Unser gesamtes Grundstück befindet sich in Schräglage. Die wenigen gerade Flächen sind belegt mit dem Wohnhaus, dem Gemüsegarten und dem Gartenhaus mit Sitzplatz.
Um das Gartenhaus herum ist ca. 800qm Wiese mit vielen Kräutern und Wildblumen. Diese Fläche wird ein-/zweimal jährlich gemäht. Für das Schwingen der Motorsense ist mein Mann zuständig. Ich für die "Herstellung" vom Heu.
Vergangenen Montag war es wieder soweit. Mein Mann hatte Zeit, ich ebenfalls (bzw. hatte ich mir diese Zeit zu nehmen). Also ran an die Maschinen.




Am Dienstag war es wunderbar heiß, genau das richtige Heuwetter. Und 1 x wenden, wegen meines Arbeitsbeginns musste es in der Mittagszeit geschehen, dauerte nur knapp 2 Stunden.

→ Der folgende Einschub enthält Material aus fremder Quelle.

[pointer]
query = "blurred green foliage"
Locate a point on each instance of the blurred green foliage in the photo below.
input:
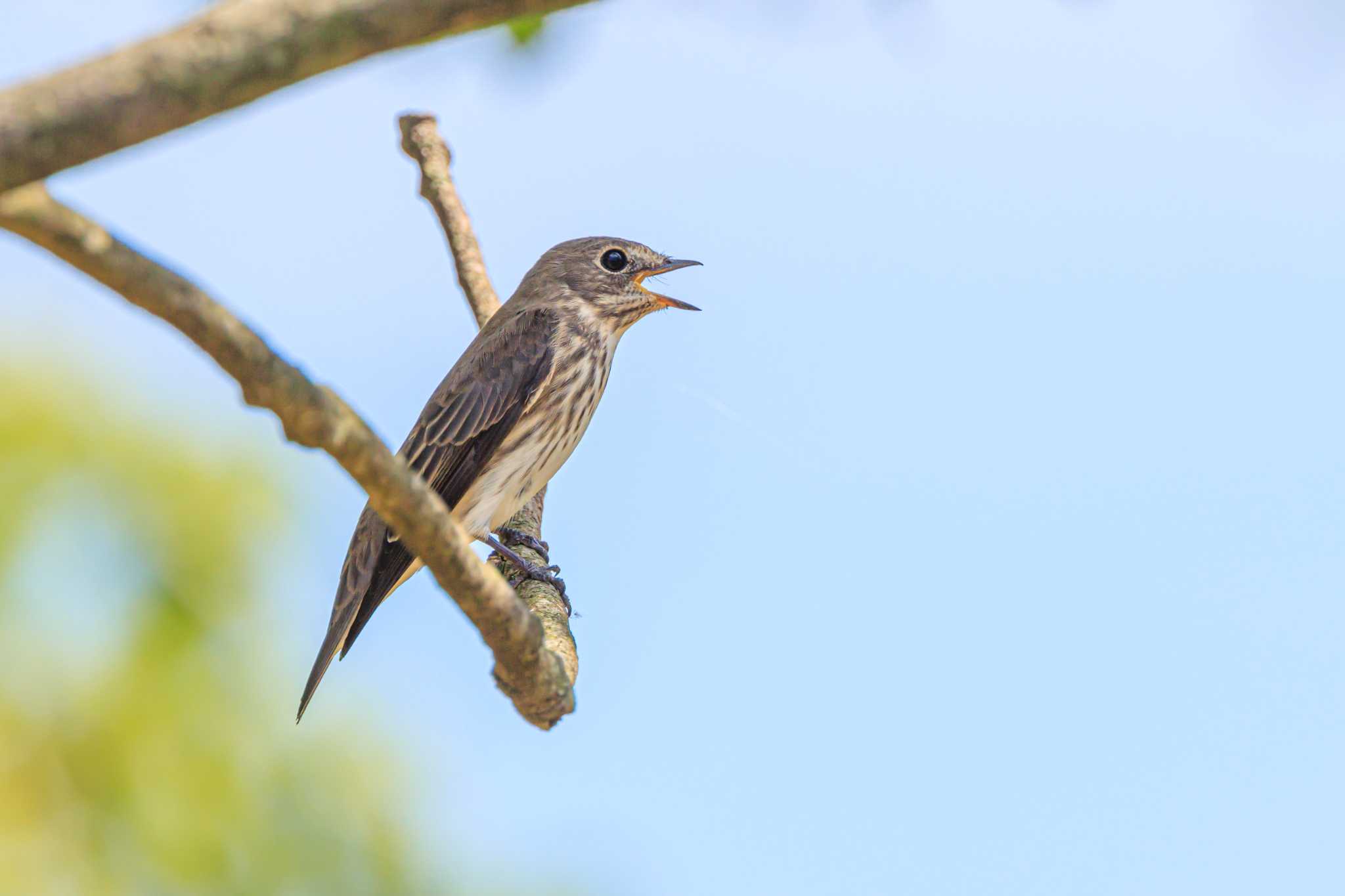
(146, 753)
(523, 28)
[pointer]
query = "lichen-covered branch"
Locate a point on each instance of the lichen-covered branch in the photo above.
(423, 142)
(314, 416)
(228, 55)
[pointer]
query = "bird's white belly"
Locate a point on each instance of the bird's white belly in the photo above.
(517, 473)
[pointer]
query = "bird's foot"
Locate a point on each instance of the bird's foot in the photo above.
(546, 575)
(531, 571)
(519, 539)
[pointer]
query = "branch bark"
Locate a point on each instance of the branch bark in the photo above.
(427, 148)
(228, 55)
(314, 416)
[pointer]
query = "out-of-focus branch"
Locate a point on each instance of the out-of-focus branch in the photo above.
(314, 416)
(423, 142)
(231, 54)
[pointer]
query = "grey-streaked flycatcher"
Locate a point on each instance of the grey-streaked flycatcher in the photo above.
(508, 416)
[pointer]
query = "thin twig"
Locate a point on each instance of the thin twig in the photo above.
(225, 56)
(315, 417)
(424, 144)
(422, 141)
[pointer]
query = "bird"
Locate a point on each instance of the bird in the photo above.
(506, 417)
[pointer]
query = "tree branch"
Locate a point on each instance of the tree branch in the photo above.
(231, 54)
(314, 416)
(423, 142)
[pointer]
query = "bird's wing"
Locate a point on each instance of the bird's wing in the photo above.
(458, 433)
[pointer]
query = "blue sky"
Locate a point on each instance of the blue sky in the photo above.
(985, 531)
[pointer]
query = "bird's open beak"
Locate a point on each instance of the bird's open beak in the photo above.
(666, 301)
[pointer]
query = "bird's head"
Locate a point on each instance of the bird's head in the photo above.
(607, 276)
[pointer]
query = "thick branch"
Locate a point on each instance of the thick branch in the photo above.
(317, 417)
(423, 142)
(231, 54)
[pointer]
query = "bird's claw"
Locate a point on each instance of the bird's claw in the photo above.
(519, 539)
(546, 575)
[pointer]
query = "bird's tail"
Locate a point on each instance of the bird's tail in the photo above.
(331, 647)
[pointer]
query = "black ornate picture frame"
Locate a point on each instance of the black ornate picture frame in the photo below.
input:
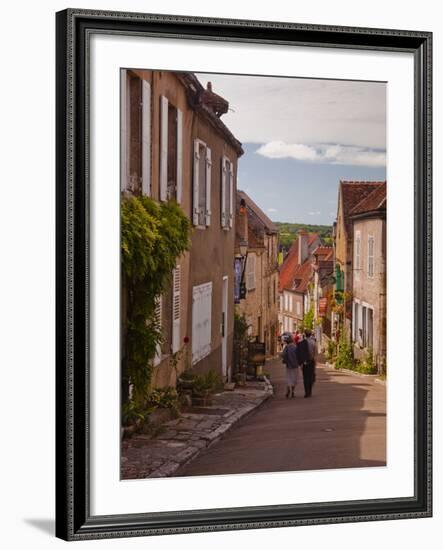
(73, 518)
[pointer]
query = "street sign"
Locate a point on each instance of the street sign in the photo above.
(256, 353)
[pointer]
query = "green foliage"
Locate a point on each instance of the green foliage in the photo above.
(367, 366)
(345, 357)
(153, 236)
(288, 232)
(241, 339)
(209, 382)
(331, 350)
(164, 398)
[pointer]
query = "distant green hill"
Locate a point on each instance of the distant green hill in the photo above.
(288, 232)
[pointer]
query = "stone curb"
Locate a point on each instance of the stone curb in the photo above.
(350, 371)
(191, 451)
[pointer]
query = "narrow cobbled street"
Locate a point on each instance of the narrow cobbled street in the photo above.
(343, 425)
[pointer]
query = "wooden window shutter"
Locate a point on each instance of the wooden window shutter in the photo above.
(223, 193)
(176, 290)
(124, 130)
(208, 187)
(179, 155)
(195, 208)
(231, 194)
(158, 320)
(163, 148)
(146, 138)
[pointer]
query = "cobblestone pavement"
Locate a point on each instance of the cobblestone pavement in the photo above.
(182, 439)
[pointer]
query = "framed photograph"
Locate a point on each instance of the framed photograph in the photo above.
(243, 274)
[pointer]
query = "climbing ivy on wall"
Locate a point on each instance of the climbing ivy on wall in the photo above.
(153, 236)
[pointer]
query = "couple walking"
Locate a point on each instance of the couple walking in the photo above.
(301, 353)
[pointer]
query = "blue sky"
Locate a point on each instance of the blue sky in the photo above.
(290, 190)
(301, 136)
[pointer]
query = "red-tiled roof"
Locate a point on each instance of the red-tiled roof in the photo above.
(291, 270)
(376, 200)
(353, 192)
(322, 251)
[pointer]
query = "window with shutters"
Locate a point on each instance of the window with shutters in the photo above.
(201, 321)
(158, 320)
(298, 308)
(227, 193)
(176, 308)
(355, 321)
(135, 134)
(370, 256)
(171, 147)
(202, 184)
(357, 258)
(250, 271)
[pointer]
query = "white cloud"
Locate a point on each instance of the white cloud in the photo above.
(303, 110)
(326, 154)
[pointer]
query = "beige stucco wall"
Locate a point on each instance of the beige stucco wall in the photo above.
(371, 291)
(212, 249)
(261, 303)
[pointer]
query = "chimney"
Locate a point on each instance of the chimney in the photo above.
(303, 251)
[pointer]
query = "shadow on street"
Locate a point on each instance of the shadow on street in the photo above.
(343, 425)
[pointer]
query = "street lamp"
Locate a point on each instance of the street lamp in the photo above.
(243, 246)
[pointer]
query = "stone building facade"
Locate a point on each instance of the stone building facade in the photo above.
(260, 305)
(176, 147)
(295, 277)
(369, 277)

Bis zum nächsten Mittag war das Gras auf diesem oberen Wiesenstück nach mehrmaligem Wenden bereits trocken genug zum rechen und einsacken. Dann musste das Gras der schattigen Stellen zusammen gerauft und hochgetragen werden, dort wieder ausgebreitet, in der Hoffnung, dass das Wetter hält, es nicht zu regnen beginnt.Dummerweise war es den gesamten Tag über bedeckt und immer wieder sah es aus, als würde es zu regnen beginnen. Bis zum Abend hatte sich noch nicht viel getan mit dem restlichen Grasschnitt. Nein, so konnte es nicht in die Säcke. Also alles auf einen Haufen zusammen geben mit einem Stoßgebet zum Himmel: Bloss keinen Regen, bloss keinen Regen.

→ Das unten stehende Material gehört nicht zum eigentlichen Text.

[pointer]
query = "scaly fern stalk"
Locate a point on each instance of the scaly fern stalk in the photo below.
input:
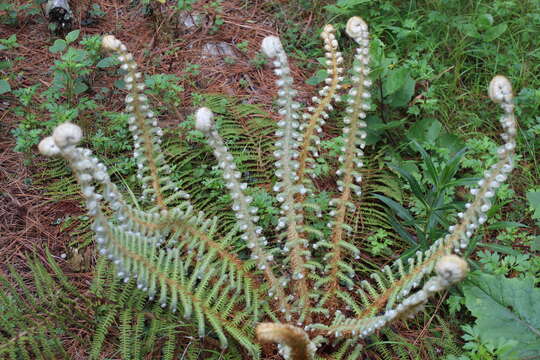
(179, 258)
(338, 270)
(295, 249)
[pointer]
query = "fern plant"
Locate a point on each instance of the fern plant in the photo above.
(290, 285)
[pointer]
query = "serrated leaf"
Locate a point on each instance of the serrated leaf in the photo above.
(394, 80)
(59, 45)
(4, 87)
(72, 36)
(495, 31)
(505, 309)
(534, 202)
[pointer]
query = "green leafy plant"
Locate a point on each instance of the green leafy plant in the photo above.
(506, 312)
(300, 278)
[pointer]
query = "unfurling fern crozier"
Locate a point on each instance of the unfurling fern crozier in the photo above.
(298, 286)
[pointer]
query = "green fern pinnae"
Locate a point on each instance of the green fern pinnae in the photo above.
(184, 261)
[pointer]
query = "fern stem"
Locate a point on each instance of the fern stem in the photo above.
(457, 240)
(295, 248)
(245, 212)
(353, 150)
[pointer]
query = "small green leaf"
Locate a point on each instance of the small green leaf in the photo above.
(80, 87)
(394, 80)
(494, 32)
(58, 46)
(534, 202)
(72, 36)
(4, 87)
(426, 130)
(318, 77)
(506, 308)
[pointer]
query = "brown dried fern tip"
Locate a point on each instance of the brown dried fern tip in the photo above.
(296, 278)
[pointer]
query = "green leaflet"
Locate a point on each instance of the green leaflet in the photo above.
(506, 308)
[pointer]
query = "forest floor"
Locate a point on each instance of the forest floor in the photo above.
(212, 48)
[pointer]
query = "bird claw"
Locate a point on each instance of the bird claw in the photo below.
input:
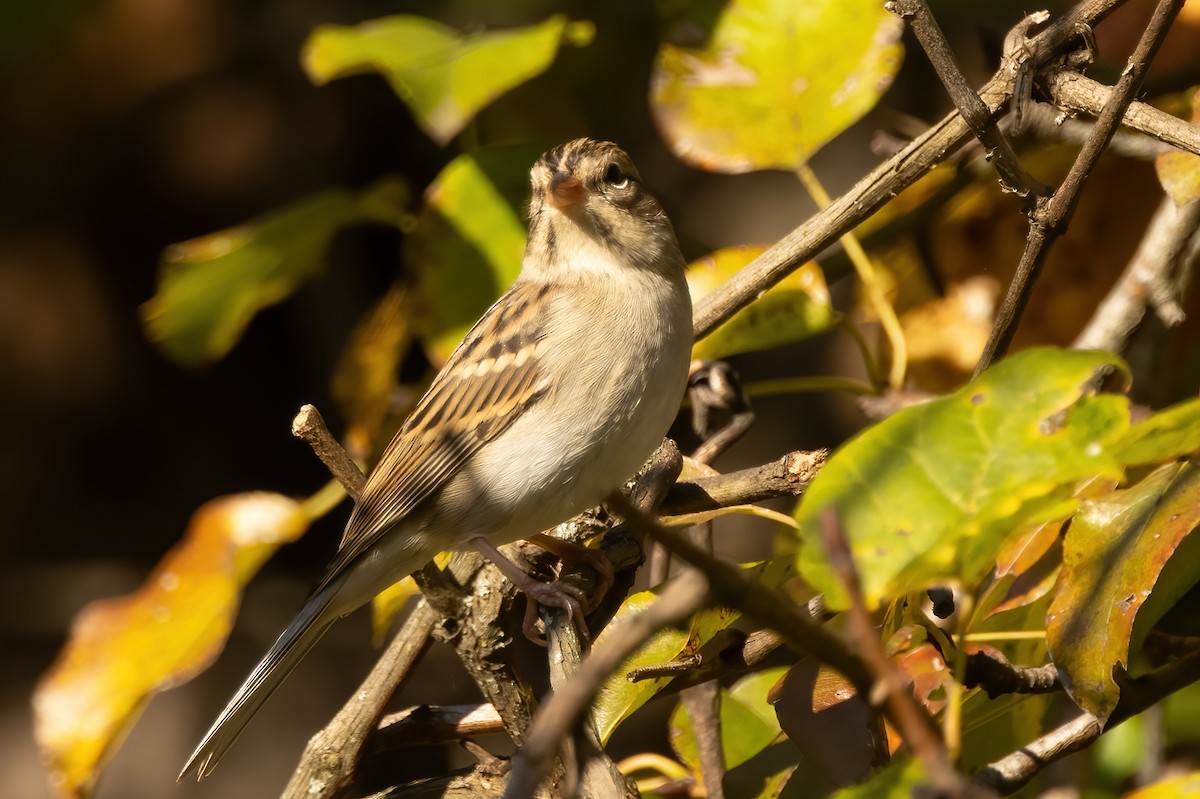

Am Donnerstag morgen, noch vor der Arbeit, wieder alles dünn auseinander breiten. Weiter auf Trockenwetter hoffen. Mittags von der Arbeit nach Hause gedüst, schnell in die Gartenklamotten und ab ins Heu ... denn es fing an zu tröpfeln. Und ich hatte großes Glück: Alles war trocken. Mit dem ersten Regenschauer war alles unter Dach und Fach.Ach nein, so eine Aufregung immer! Ich kann die Bauern gut verstehen, die Heu für ihr Vieh einbringen müssen. Die haben andere Mengen als ich zu bewältigen. Okay, sie haben auch andere Maschinen. Meine Maschinen sind allein meine Muskeln.
Hier zusammengestellt ein paar vorher-nachher-Aufnahmen zum "besser-vorstellen-können"


Und nun bleibt noch die Frage: Was mache ich mit den vielen Heu?
Tja, diverse familiär und freundschaftlich vorhandene Nagetiere freuen sich über das gute Futter und die Halter über den mühelosen, kostenlosen Erhalt desselben.
Warum ich diese Plagerei mache? Gegenfrage: Was soll ich mit den 800qm Steilhang machen? Jede Woche mit dem Rasenmäher bearbeiten???
Aber ich gebe offen zu: Es strengt an. Ich war am Donnerstag stehend kaputt. Geschlafen habe ich die vergangenen Nächte wie ein Stein.
2 Kommentare:
Ach, du meine Guete! Auch wenn ihr es nur 2x im Jahr macht, sieht es trotzdem nach einer Menge Arbeit aus. Und wie immer, soll das Wetter auch mitspielen. Ich bin noch immer nicht ganz aus dem Staunen uber deinen neueste Post raus - soviele verschieden Flaechen und alles so schoen angelegt. Ich glaube, ich wuerde mit der Arbeit einfach nicht nachkommen.
Wenn ich mir Deinen Post ansehe, bin ich wirklich froh, dass wir nur ein ganz ganz kleines Stückchen Wiese haben, das auch ohne Schnitt gut über den Sommer kommt.
Aber dafür habt Ihr bestimmt auch viel mehr Vielfalt in Euer Wiese!